We started with what came to us, including our team’s own experiences: exploring the ethical challenges of international health responders, identifying, cataloguing cases in order to help clarify ethical issues encountered by people working in humanitarian response. At least by some. We acknowledge the lopsided and partial aspect of this approach. Over time, we have sought to widen our field of inquiry and approaches to it. This includes whose perspectives we sought out in our research, as well as our approach to collaboration, working more directly with members of the communities that met with humanitarian response, seeking to incorporate a wider set of perspectives in how we set about our research and structured our analyses. We have sought to incorporate capacity-engagement in our work (not just capacity development, but respectful collaboration with experienced local researchers). It is a start, and has involved remarkable researchers in collaborations that we hope are responsive to a wider set of views and viewpoints. Important steps in our scholarship, but we feel still not enough on our parts.
The world has been shaken several times since we launched our research program in this field of inquiry – the West African Ebola outbreak, conflicts, massive migration, acceleration of climate change, and now the pandemic. Understandings about structural racism and the urgency of decolonization have gained much needed momentum in guiding ethical practice across all health settings. Imagining a twenty-first century approach to bioethics and humanitarian health ethics requires new language, critique of the analyses and tools presented, including by us, and an open dialogue about what needs to be rethought and reappraised, and crucially more inclusive ways going forward.
In 2012, we hosted a research forum that led to the development of a research agenda paper for humanitarian health ethics. It was published in 2014 and we anticipated that it was the start of a conversation we hoped would continue about research priorities in this domain. Now at the end of 2021, facing two years of a world shaken by pandemic and the undeniable evidence of the effects of structural racism and historical injustices, we are encouraged by the possibility of reimagining humanitarian health ethics as a domain of research, learning and discussion. There is much to be explored, reviewed and challenged. New pathways, people and places can shed light on the ethical challenges and moral experience that emerge in the process of varied modes of humanitarian response, as well as raising questions about the ethical dimensions, structures and orientations shaping the field of humanitarianism and the humanitarian sector. We look forward to participating in this process.

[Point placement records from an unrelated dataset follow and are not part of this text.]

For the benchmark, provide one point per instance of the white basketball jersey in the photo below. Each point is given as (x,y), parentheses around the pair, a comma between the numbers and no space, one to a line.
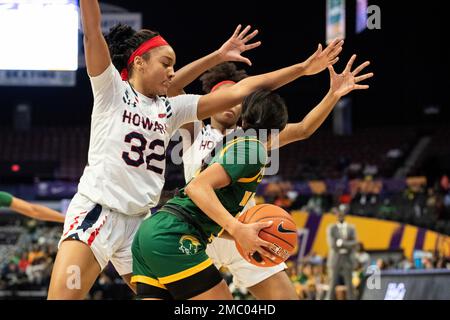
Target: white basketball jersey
(205,140)
(129,136)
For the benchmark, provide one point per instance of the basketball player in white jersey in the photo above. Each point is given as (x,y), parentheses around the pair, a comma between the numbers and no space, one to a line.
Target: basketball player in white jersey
(131,127)
(199,140)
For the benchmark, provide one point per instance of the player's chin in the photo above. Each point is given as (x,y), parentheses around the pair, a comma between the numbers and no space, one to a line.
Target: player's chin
(163,90)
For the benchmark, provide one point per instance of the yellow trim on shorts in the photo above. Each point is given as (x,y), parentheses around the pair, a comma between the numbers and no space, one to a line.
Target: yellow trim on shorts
(248,180)
(186,273)
(147,280)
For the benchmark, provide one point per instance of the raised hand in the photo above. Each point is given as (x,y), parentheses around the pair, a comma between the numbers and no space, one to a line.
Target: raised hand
(344,83)
(321,59)
(234,47)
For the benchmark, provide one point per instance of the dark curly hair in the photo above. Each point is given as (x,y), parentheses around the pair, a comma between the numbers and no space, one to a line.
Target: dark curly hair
(221,72)
(123,40)
(264,109)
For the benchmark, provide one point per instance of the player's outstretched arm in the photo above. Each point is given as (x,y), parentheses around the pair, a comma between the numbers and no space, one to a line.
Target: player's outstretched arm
(201,191)
(221,100)
(25,208)
(340,85)
(95,46)
(231,50)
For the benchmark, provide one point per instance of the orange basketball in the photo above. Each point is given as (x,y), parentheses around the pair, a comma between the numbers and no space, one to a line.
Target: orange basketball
(282,233)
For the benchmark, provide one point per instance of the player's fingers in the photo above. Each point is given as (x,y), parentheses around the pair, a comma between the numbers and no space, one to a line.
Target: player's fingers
(335,53)
(350,63)
(333,62)
(331,69)
(361,68)
(252,46)
(236,32)
(244,60)
(331,46)
(250,36)
(244,32)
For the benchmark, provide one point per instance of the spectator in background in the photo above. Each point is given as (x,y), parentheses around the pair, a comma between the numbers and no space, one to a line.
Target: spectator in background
(341,238)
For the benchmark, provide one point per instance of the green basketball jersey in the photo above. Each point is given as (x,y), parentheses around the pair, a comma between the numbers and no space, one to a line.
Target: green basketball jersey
(244,159)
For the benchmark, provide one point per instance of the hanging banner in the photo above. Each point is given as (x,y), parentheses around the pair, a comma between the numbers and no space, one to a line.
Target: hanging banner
(33,78)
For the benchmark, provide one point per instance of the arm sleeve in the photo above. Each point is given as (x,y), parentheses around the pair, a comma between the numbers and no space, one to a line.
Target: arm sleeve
(104,88)
(181,110)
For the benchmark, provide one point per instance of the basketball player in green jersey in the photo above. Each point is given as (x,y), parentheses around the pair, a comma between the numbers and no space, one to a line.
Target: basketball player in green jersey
(169,258)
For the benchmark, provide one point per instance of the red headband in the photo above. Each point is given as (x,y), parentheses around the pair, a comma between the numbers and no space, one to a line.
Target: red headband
(154,42)
(217,86)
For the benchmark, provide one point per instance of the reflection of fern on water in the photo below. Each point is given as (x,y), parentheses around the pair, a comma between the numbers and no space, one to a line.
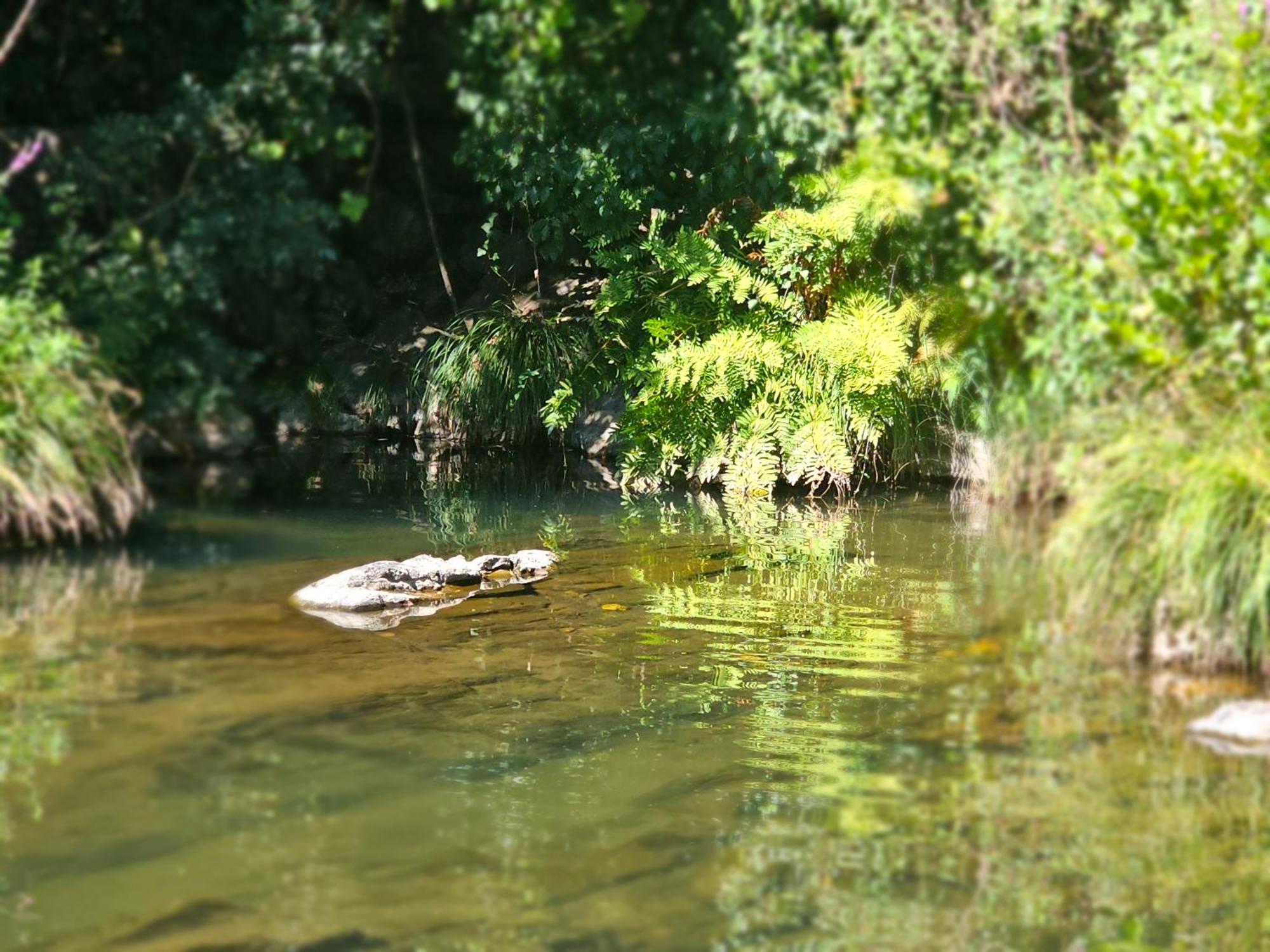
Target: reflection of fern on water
(557,534)
(49,672)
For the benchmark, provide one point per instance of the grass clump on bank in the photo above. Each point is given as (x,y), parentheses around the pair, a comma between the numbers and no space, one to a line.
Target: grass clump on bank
(1168,541)
(67,466)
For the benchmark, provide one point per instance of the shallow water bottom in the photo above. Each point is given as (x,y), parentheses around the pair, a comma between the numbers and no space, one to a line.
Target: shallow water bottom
(779,727)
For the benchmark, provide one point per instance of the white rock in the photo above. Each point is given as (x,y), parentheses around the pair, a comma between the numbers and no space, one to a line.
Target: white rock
(1236,728)
(534,562)
(417,586)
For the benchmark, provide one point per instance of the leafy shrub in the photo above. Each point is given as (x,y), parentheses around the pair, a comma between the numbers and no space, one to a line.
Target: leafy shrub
(783,354)
(67,468)
(1166,543)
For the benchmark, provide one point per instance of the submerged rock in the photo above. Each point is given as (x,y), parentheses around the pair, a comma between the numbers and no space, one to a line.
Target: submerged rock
(416,587)
(1236,728)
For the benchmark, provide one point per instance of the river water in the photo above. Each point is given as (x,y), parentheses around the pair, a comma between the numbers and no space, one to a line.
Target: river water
(774,727)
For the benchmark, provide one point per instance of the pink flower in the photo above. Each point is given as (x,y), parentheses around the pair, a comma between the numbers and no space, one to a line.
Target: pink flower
(26,157)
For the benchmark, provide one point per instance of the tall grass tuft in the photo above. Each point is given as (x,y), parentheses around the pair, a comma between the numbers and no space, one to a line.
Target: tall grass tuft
(492,378)
(1168,541)
(67,466)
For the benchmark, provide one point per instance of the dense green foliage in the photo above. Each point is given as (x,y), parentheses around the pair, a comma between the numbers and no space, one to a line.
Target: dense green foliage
(805,242)
(789,352)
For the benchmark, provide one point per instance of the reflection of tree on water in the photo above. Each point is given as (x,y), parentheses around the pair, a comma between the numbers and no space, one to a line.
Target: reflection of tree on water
(918,776)
(50,673)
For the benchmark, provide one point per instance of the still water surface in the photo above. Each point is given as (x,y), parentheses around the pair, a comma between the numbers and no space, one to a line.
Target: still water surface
(788,727)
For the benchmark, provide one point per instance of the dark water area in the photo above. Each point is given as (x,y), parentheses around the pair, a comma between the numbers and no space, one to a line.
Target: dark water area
(787,725)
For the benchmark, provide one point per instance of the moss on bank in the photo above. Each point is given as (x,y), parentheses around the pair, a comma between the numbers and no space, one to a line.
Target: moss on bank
(67,465)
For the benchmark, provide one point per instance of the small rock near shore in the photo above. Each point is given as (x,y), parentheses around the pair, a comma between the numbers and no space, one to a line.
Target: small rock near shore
(1236,728)
(387,585)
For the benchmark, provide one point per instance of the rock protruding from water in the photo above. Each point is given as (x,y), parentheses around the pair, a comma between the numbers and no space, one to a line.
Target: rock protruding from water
(416,587)
(1236,728)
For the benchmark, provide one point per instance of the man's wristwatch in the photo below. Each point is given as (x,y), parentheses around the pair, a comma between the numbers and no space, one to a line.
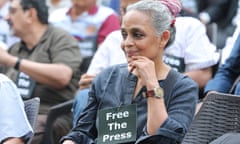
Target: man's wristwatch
(156,93)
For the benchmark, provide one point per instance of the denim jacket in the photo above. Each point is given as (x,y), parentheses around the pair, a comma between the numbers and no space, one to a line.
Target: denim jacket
(115,86)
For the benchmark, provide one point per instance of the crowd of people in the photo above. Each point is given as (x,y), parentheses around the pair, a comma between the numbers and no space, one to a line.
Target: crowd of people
(136,69)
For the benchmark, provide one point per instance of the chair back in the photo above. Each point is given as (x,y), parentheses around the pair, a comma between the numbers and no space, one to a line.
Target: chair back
(31,107)
(54,113)
(219,114)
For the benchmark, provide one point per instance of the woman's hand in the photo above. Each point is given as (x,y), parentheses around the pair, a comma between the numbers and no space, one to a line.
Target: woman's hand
(145,70)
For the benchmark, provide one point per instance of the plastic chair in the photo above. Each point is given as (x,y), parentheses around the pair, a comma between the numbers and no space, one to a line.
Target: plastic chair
(31,107)
(55,112)
(219,114)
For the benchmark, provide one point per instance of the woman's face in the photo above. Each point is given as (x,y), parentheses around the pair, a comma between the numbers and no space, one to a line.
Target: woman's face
(139,36)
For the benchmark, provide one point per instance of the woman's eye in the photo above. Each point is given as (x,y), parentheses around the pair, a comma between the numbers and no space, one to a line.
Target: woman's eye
(138,35)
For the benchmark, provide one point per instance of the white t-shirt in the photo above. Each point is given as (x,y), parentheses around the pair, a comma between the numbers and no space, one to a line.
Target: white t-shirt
(13,122)
(230,43)
(191,44)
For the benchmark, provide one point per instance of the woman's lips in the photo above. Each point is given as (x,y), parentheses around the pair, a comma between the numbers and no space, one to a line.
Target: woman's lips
(131,53)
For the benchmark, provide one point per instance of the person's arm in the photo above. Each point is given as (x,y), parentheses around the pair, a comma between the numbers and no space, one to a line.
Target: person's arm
(13,141)
(201,76)
(86,81)
(54,75)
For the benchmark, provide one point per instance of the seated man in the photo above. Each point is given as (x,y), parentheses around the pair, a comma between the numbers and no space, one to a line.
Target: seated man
(15,128)
(45,63)
(88,23)
(191,53)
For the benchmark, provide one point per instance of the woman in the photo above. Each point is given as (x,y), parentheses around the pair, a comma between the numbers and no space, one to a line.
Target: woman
(164,100)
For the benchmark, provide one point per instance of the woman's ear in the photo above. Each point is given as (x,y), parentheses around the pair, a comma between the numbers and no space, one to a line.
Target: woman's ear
(165,38)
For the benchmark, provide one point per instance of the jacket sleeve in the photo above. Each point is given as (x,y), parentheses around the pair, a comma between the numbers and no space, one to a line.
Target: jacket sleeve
(180,108)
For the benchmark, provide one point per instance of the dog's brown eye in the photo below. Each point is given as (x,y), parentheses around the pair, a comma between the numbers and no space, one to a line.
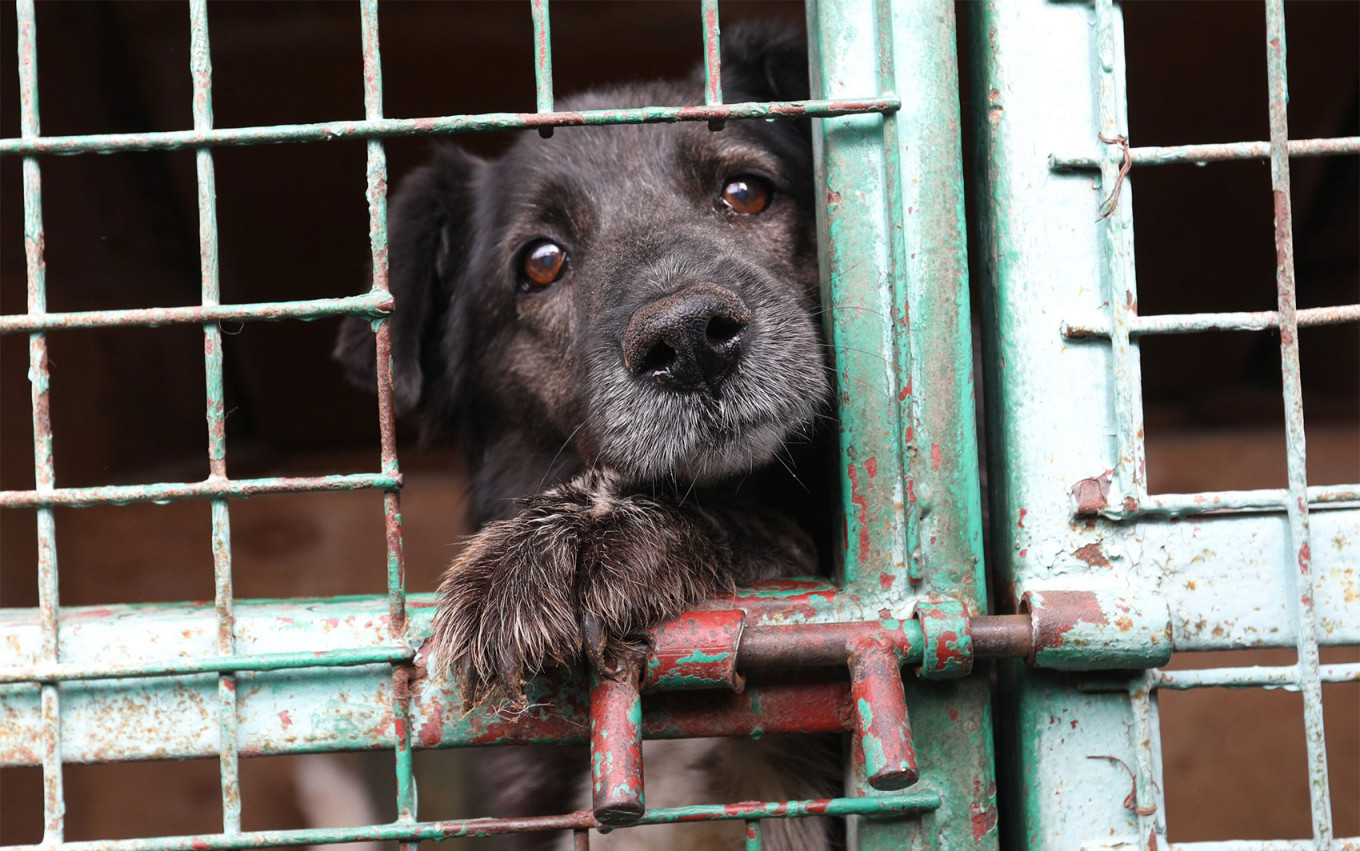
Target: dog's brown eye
(543,264)
(745,195)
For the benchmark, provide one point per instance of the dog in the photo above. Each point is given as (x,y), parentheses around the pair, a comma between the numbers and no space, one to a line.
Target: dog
(620,324)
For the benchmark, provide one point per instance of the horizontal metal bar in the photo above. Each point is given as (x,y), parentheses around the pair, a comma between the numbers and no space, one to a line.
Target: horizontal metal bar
(381,128)
(905,804)
(1196,322)
(373,305)
(1257,676)
(61,672)
(163,492)
(1163,155)
(1262,844)
(1269,499)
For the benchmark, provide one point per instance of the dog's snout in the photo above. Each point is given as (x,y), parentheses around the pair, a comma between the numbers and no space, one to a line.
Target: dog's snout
(690,340)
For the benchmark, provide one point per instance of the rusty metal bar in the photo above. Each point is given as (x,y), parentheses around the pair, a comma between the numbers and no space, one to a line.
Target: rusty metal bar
(1255,676)
(1117,246)
(381,128)
(376,177)
(44,472)
(200,70)
(883,730)
(1196,322)
(1306,621)
(1162,155)
(616,745)
(371,305)
(899,805)
(163,492)
(1266,499)
(541,57)
(711,55)
(68,672)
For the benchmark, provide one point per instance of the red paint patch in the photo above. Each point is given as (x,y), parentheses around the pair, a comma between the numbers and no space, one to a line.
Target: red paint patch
(862,511)
(431,732)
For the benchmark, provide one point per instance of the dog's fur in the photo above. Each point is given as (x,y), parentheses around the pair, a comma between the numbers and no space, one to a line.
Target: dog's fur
(611,496)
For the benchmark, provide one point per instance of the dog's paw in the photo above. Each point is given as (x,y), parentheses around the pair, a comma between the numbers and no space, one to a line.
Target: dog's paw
(581,571)
(507,604)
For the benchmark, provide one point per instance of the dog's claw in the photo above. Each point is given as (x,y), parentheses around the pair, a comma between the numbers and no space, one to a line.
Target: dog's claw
(593,642)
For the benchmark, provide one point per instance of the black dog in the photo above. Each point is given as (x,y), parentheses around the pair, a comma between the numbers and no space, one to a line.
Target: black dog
(620,325)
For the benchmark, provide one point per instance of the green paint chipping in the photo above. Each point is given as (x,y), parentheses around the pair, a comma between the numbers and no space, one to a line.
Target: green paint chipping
(699,657)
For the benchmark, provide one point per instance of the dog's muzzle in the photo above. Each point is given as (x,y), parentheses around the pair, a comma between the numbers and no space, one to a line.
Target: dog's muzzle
(688,340)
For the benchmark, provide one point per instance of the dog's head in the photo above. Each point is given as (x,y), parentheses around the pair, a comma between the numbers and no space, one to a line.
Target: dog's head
(642,294)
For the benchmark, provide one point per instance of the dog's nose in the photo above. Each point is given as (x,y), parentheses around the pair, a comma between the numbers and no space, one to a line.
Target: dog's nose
(688,340)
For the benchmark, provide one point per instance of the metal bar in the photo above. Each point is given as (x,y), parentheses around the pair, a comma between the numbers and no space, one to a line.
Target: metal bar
(541,57)
(371,305)
(1255,676)
(200,70)
(1117,246)
(44,473)
(711,55)
(376,180)
(896,805)
(1298,507)
(1196,322)
(331,131)
(1266,499)
(1162,155)
(71,672)
(163,492)
(616,789)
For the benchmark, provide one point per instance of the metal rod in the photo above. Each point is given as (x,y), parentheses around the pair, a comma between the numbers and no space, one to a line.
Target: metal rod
(163,492)
(1162,155)
(1196,322)
(44,472)
(331,131)
(373,305)
(905,804)
(1296,460)
(711,55)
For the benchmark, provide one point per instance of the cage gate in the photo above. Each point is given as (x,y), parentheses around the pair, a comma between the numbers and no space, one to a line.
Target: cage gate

In our work on health-related humanitarian action, we have drawn from the interstitial spaces between global health, clinical and public health ethics, as well as long held debates about humanitarianism. Questioning what was applicable from what is available, never fully positioning our work on this topic in any of these sectors. We recognize social justice, decolonization, epistemic deconstructions, new approaches to practice are all needed to help reimagine humanitarian health ethics going forward, and we hope to use the platform of the www.humanitarianhealthethics.net website to open a space to explore, engage with and nurture diverse perspectives, new ideals and new ideas, and demonstrate how humanitarian health ethics can ‘build forward’ in greater, broader justice. We begin by inviting engagement in creating a renewed vision for a humanitarian health ethics agenda 2.0, to spark conversation and debate around priority research topics. Please see the changes to the hhe website and consider contributing a blog or participating in upcoming events through which we hope to keep this momentum growing.